On Mon, Jan 28, 2002 at 10:53:25AM +0100, Daniel Phillips wrote:
> On January 25, 2002 01:09 am, Andrea Arcangeli wrote:
> > On Thu, Jan 24, 2002 at 07:27:43AM +0100, Daniel Phillips wrote:
> > > On January 24, 2002 06:23 am, rwhron@earthlink.net wrote:
> > > > Benchmarks on 2.4.18pre4aa1 and lots of other kernels at:
> > > > http://home.earthlink.net/~rwhron/kernel/k6-2-475.html
> > > 
> > >   "dbench 64, 128, 192 on ext2fs. dbench may not be the best I/O 
> > >   benchmark, but it does create a high load, and may put some pressure on 
> > >   the cpu and i/o schedulers. Each dbench process creates about 21 
> > >   megabytes worth of files, so disk usage is 1.3 GB, 2.6 GB and 4.0 GB 
> > >   for the dbench runs.
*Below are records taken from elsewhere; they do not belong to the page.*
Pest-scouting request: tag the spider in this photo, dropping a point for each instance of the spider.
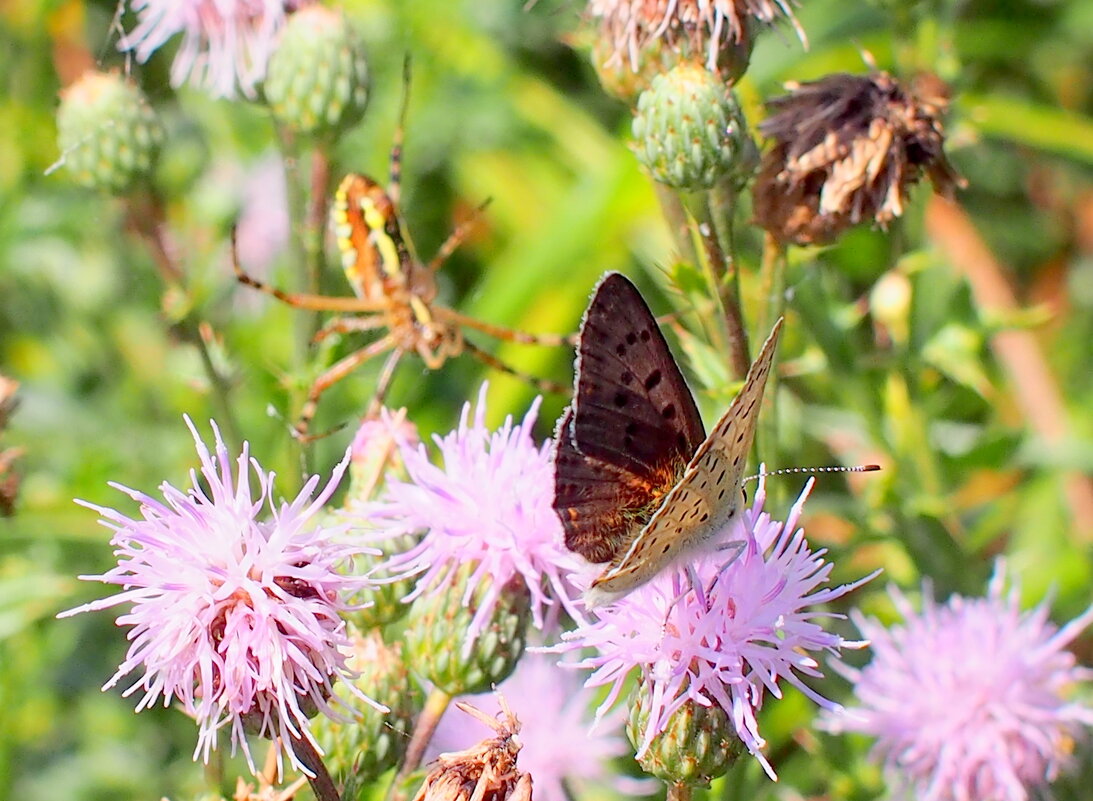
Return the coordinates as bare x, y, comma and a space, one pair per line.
395, 293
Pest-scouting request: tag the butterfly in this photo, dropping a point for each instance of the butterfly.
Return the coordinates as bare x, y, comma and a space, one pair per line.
637, 483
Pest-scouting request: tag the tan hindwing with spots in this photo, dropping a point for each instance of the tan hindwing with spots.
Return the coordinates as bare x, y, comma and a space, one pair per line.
705, 499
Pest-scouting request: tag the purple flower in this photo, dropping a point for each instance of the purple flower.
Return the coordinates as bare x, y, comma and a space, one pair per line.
490, 504
225, 43
559, 749
236, 617
966, 698
749, 625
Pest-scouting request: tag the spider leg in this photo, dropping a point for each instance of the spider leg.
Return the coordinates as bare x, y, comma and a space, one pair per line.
333, 374
395, 179
508, 334
315, 303
349, 325
385, 383
456, 238
491, 361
Big enough so the tests cannot run from the 
> > >   buffer/page caches on this box."
> > > 
> > > Thanks kindly for the testing, but please don't use dbench any more for 
> > > benchmarks.  If you are testing stability, fine, but dbench throughput 
> > > numbers are not good for much more than wild goose chases.
> > > 
> > > Even when mostly uncached, dbench still produces flaky results.
> > 
> > this is not enterely true. dbench has a value.
> 
> Yes, but not for benchmarks.  It has value only as a stability test - while 
> it may in some cases provide some general indication of performance, its 
> variance is far too large, even under controlled conditions, for it to have 
> any value as a benchmark.  I'm surprised you'd even suggest this.
> 
> Andrea, please, if we want good benchmarks let's at least be clear on what 
> tools benchmarkers should/should not be using.
> 
> > the only problem with
> > dbench is that you can trivially cheat and change the kernel in a broken
> > way, but optimal _only_ for dbench, just to get stellar dbench numbers,
> 
> No, this is not the only problem.  DBench is just plain *flaky*.  You don't
> appear to be clear on why.  In short, dbench has two main flaws:
> 
>   - It's extremely sensitive to scheduling.  If one process happens to make
>     progress then it gets more heavily cached and its progress becomes even
>     greater.  The benchmark completes much more quickly in this case, whereas
>     if all processes progress at nearly the same rate (by chance) it runs
>     more slowly.
> 
>   - It can happen (again by chance) that dbench files get deleted while still
>     in cache, and this process completes in a fraction of the time that real 
>     disk IO would require.
> 
> I've seen successsive runs of dbench *under identical conditions* (that is, 
> from a clean reboot etc.) vary by as much as 30%.  Others report even greater 
> variance.  Can we please agree that dbench is useless for benchmarks?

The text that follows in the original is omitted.